I hadn’t planned on talking much to them, but as a courtesy I asked if they were self-guided since their canoes didn’t bear the names of any of the local companies. Then I asked if they were students, wondering perhaps if they might know some people I know either through my work or my boating.

It turns out they were all the way from Edmonton, Alberta, and the idea that they were Canadians was about the only thing which could have made me pull over.

I loved this group, easily my favorites since the last group of Canadians I met on the river, the French Canadians who rescued me last Christmas. I got the sense right away that I wouldn’t have minded a bit if this group had had to rescue me this year. We talked and then they sent me on my way with a couple beers.

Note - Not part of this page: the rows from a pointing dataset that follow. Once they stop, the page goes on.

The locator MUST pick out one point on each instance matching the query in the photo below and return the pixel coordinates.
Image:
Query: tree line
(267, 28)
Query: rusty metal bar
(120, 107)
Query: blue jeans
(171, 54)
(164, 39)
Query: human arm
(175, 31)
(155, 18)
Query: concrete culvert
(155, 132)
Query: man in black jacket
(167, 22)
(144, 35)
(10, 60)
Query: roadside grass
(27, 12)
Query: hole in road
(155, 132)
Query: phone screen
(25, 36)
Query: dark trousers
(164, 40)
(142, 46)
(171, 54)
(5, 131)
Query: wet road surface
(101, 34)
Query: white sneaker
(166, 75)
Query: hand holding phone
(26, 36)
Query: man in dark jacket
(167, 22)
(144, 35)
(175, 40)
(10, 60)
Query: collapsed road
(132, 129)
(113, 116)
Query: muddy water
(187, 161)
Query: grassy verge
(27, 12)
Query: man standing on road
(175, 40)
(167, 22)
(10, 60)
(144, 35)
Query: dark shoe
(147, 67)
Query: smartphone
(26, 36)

This morning as I paddled the final six miles to La Linda, I came upon a new rapid which is not marked and which necessitates a tight right turn. I noted with some sense of satisfaction how much better my canoeing skills are now than when I began way back in Presidio.

The Canadians pulled in just after I had all my gear up on shore and we had a happy reunion before Andy Kurie drove down and it was time for me to go up to the big house to type this report.

So now Hayesy and I go in the rafts for the next couple of weeks.

I’ve spent the last 12 Christmas Days in the Lower Canyons but this year I missed the trip because I was mountain biking the El Paso to Presidio stretch. Being here, though, about to embark for my favorite section of the river, it feels like Christmas.

And being in the company of Andy and Hayesy, it’s a lot like being home.